Mataram, metroterkini.co.id - Garda Sasak Indonesia (GSI) resmi mengukir sejarah baru di Provinsi Nusa Tenggara Barat (NTB) dengan sukses menyelenggarakan Musyawarah Wilayah (MUSWIL) Perdana yang berlangsung di Lesehan Cemara Gerimak, Cakranegara, Kota Mataram, pada Sabtu (18/7/2026).

MUSWIL yang diikuti seluruh Dewan Pengurus Daerah (DPD) se-NTB, dan di hadiri Dir Binmas Polda NTB Kombes Pol. Suadiartomo, S.I.K., Kepala Bidang Ormas Kesbangpol NTB, serta tokoh masyarakat.

Melalui mekanisme demokrasi yang menjunjung tinggi semangat musyawarah dan mufakat, peserta sidang secara bulat dan aklamasi menetapkan Roby Satriawan sebagai Ketua Dewan Pengurus Wilayah (DPW) Garda Sasak Indonesia Provinsi Nusa Tenggara Barat. Masa Bakti 2026 - 2031.

Keputusan tersebut disambut tepuk tangan meriah seluruh peserta sebagai bentuk kepercayaan terhadap kepemimpinan Roby Satriawan untuk membangun dan membesarkan Garda Sasak Indonesia di Bumi Gora.

MUSWIL perdana ini dihadiri oleh seluruh jajaran DPD GSI se-NTB, yakni DPD Kota Mataram, DPD Lombok Barat, DPD Lombok Tengah, DPD Lombok Timur, DPD Lombok Utara, DPD Sumbawa Barat, dan DPD Sumbawa.

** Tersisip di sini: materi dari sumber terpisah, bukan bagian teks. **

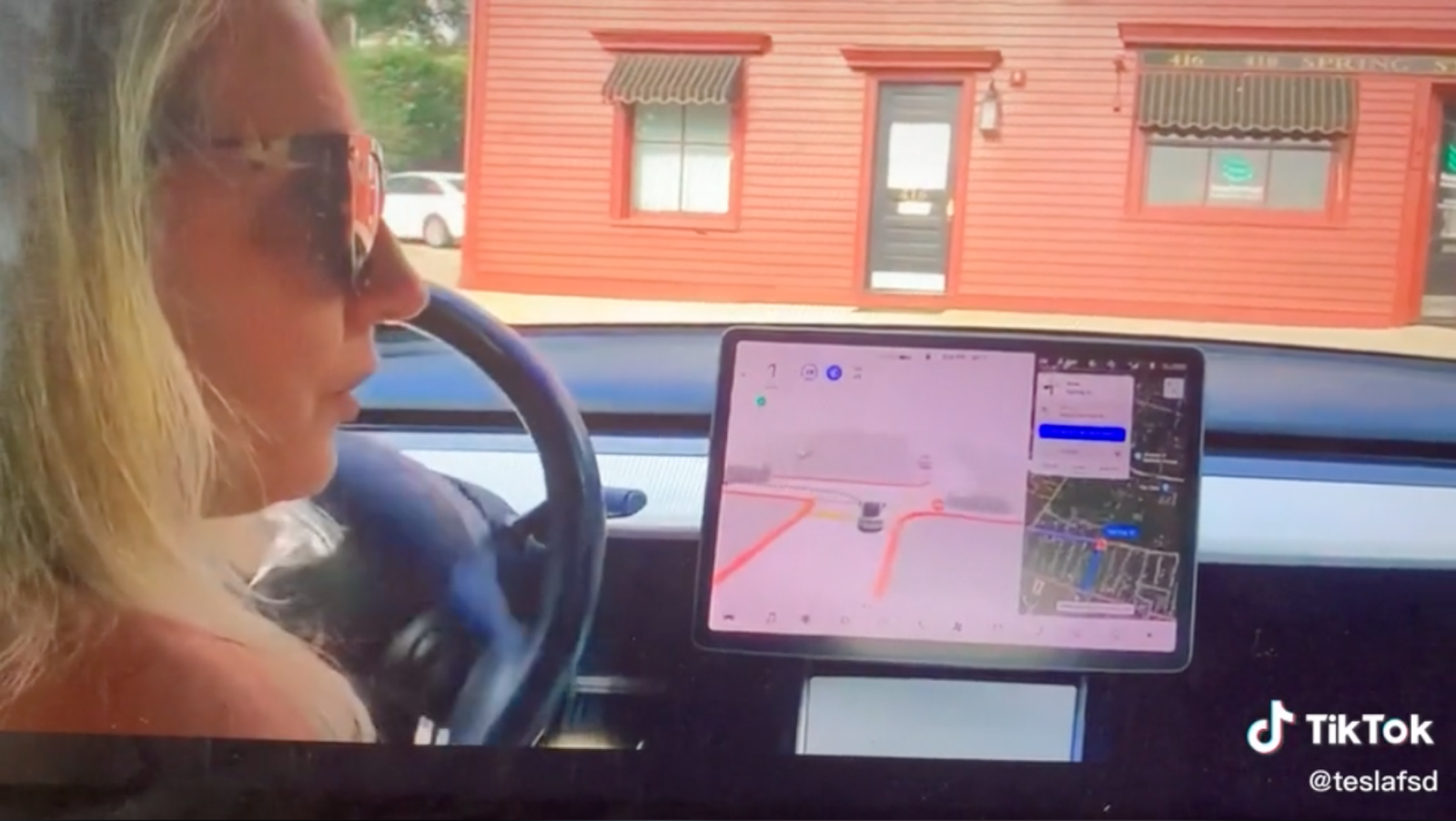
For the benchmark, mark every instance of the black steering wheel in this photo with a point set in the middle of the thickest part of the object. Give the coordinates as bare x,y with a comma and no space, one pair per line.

Kehadiran seluruh DPD menjadi simbol kuatnya soliditas organisasi dalam menyatukan visi dan langkah perjuangan GSI di NTB.

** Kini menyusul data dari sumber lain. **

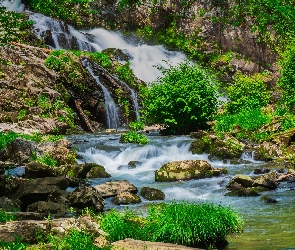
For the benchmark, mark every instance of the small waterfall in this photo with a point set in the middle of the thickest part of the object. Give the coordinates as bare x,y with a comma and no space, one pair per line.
12,5
110,106
133,97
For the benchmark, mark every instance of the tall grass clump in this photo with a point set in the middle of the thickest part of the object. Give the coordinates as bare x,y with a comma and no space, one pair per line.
188,224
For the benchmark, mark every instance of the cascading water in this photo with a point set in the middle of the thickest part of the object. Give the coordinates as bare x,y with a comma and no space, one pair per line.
110,105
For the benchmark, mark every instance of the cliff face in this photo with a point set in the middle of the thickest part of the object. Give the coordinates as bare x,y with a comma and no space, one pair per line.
210,22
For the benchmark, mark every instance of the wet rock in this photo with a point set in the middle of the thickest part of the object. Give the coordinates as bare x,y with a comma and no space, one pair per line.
268,180
152,194
268,199
7,204
18,151
221,149
37,169
186,170
9,185
85,196
48,207
38,190
261,170
97,171
244,180
113,188
126,198
26,230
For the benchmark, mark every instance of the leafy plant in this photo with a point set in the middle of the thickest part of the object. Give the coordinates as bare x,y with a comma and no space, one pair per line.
183,100
4,217
189,224
133,137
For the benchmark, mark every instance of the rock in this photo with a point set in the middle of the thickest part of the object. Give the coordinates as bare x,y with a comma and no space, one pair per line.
7,204
152,194
84,196
48,207
186,170
130,244
126,198
37,169
268,199
244,180
113,188
268,180
97,171
18,151
39,190
26,230
9,185
221,149
243,192
261,170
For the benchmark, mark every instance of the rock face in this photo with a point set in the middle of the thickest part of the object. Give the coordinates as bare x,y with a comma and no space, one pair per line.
85,196
113,188
152,194
186,170
126,198
243,185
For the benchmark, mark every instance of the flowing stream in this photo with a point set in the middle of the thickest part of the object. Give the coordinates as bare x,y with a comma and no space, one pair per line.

Ketua Umum Dewan Pengurus Pusat (DPP) Garda Sasak Indonesia, Amirudin, menegaskan bahwa GSI harus menjadi organisasi yang kokoh, profesional, dan mampu menjadi mitra strategis pemerintah serta hadir memberikan manfaat nyata bagi masyarakat.

Berbagai keputusan strategis organisasi berhasil ditetapkan melalui sidang pleno dengan mengedepankan prinsip musyawarah mufakat, sehingga menghasilkan kesepakatan yang menjadi landasan kuat bagi perjalanan organisasi ke depan.

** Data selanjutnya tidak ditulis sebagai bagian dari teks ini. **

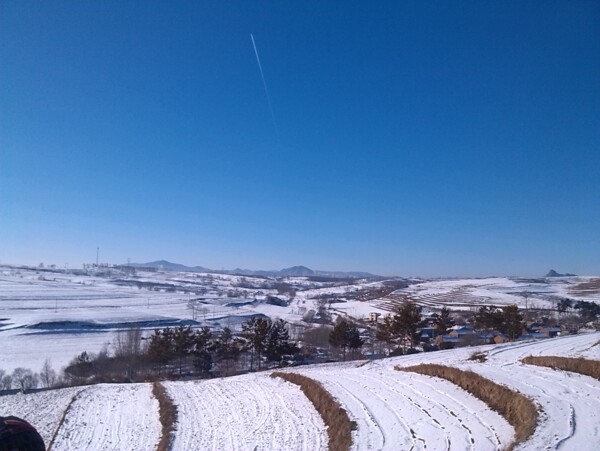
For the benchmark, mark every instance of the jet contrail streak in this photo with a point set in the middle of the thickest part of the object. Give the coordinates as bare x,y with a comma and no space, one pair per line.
264,83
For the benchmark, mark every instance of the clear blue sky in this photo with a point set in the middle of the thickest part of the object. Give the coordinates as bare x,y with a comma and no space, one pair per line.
410,138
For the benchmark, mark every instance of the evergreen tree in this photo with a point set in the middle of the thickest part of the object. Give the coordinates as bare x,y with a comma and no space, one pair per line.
278,344
512,322
183,341
201,350
406,322
256,332
443,322
227,348
345,335
385,331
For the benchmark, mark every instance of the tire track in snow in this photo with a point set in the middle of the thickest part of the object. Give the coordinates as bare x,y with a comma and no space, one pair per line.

"Terpilihnya Roby Satriawan diharapkan menjadi awal lahirnya kepemimpinan yang mampu memperkuat konsolidasi organisasi hingga ke tingkat daerah, menjaga nilai-nilai budaya Sasak, mempererat persatuan, serta mendukung pembangunan daerah dan menjaga keutuhan Negara Kesatuan Republik Indonesia", kata Amirudin.

MUSWIL Perdana Garda Sasak Indonesia NTB bukan sekadar agenda organisasi, tetapi menjadi momentum bersejarah yang menandai lahirnya semangat baru.

Kepemimpinan baru, dan tekad bersama untuk menghadirkan Garda Sasak Indonesia sebagai organisasi yang solid, bermartabat, dan siap mengabdi kepada masyarakat, daerah, bangsa, dan negara.